The take-up rate measures the percentage of eligible people who accept a particular good/service or benefit.
The take-up rate may refer to the percentage of shareholders who accept the opportunity to buy more shares during a public share offering.
Benefit Take-up Rate
The benefit take-up rate measures the percentage of people who claim benefits that they are entitled to. For example, a benefit like income support requires people to fill in forms and prove they are entitled. Not everyone will be aware they are eligible, and if they are aware may be reluctant to go through the procedure.
Estimated Take up Rates of Benefits in the UK
- Income Support and Employment and Support Allowance (Income Related) (IS/ESA (IR)) – Take-up in 2009-10 was in the range 77 per cent to 89 per cent by case-load
- Pension Credit – Take-up in 2009-10 was between 62 per cent and 68 per cent by caseload and between 73 per cent and 80 per cent by expenditure.
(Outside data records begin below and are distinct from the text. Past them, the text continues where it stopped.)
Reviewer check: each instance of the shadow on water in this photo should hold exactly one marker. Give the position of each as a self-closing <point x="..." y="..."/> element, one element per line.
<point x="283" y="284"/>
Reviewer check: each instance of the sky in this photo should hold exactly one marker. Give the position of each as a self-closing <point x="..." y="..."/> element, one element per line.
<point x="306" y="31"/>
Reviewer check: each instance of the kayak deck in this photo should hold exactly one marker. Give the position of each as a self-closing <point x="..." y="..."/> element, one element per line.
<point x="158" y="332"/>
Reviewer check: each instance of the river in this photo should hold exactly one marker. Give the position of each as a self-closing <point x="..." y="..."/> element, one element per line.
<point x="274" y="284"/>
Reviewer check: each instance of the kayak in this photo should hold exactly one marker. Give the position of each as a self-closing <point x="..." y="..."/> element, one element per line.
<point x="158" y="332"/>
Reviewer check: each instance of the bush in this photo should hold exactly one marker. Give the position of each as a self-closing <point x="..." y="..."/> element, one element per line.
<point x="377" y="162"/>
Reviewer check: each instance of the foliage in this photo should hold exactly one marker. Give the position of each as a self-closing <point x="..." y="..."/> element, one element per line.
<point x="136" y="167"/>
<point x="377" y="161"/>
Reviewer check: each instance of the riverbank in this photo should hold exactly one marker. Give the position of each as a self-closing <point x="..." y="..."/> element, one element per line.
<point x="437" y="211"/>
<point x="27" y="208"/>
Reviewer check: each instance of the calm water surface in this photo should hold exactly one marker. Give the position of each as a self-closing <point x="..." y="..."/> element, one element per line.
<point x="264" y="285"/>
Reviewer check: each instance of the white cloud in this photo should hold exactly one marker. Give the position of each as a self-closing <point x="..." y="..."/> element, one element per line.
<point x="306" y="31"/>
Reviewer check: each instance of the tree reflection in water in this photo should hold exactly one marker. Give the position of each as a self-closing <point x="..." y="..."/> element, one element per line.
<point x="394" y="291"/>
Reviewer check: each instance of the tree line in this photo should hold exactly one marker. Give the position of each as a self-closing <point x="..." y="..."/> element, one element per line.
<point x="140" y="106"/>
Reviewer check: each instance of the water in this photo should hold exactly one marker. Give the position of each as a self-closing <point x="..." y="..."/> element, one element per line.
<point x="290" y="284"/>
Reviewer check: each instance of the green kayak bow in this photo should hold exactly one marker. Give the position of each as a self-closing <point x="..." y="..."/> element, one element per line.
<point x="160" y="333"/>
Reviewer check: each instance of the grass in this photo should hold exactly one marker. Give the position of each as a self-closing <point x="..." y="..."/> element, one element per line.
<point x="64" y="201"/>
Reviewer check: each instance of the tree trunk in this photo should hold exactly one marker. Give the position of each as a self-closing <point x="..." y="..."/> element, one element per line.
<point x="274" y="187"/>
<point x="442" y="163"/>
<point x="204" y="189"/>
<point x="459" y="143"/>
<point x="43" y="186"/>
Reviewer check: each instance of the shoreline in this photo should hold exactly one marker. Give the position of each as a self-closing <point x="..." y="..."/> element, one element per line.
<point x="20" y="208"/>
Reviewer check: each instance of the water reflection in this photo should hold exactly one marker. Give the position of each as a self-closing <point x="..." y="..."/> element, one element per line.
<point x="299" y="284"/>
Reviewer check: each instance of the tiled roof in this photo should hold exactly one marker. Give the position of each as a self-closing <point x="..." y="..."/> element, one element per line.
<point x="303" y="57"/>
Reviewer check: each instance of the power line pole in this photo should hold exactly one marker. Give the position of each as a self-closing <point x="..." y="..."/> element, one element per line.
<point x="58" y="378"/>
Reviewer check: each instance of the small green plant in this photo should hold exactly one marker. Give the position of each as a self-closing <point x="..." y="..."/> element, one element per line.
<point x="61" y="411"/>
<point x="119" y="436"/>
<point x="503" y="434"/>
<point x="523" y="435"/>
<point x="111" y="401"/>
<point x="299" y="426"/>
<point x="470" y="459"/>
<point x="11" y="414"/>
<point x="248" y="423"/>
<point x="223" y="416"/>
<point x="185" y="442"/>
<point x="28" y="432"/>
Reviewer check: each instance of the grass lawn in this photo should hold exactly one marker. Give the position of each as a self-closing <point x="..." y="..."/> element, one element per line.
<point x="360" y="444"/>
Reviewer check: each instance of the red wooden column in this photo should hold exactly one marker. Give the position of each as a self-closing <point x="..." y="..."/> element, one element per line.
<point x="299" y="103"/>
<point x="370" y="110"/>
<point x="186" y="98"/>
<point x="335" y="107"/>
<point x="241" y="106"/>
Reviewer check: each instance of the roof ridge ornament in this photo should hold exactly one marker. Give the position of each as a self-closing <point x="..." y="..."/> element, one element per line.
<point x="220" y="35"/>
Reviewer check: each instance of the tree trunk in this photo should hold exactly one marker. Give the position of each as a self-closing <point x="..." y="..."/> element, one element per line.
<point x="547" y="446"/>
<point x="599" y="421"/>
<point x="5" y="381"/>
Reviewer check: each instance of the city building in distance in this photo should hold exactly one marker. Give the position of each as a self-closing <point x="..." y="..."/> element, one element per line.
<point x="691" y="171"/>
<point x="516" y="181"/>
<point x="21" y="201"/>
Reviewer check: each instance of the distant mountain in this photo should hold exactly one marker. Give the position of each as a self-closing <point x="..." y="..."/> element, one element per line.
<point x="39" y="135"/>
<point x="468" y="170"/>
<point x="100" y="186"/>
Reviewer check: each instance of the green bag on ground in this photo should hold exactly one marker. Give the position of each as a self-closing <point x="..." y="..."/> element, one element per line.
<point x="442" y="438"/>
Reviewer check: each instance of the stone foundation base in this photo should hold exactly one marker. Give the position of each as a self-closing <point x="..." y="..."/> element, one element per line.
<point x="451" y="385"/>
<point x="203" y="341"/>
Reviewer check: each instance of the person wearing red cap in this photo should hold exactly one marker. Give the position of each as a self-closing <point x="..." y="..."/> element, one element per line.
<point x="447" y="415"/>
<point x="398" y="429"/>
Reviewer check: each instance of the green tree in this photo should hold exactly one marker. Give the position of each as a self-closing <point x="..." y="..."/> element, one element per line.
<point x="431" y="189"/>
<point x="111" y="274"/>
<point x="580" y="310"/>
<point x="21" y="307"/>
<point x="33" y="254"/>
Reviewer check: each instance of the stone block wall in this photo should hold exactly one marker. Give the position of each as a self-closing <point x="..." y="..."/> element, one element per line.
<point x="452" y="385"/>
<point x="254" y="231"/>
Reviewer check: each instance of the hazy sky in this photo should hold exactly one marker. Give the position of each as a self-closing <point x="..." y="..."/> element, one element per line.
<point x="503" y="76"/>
- Housing Benefit (including Local Housing Allowance) – Take-up in 2009-10 was in the range 78 per cent to 84 per cent by caseload and 84 per cent to 90 per cent by expenditure.
Estimates of benefit take-up rates at Department for Work and Pensions
Take up by caseload represents the number of people entitled to any benefits.
Take up by expenditure measures the value of total benefits claimed.
Take-up rates by expenditure tend to be higher because those eligible for only small amount have the biggest reason not to bother.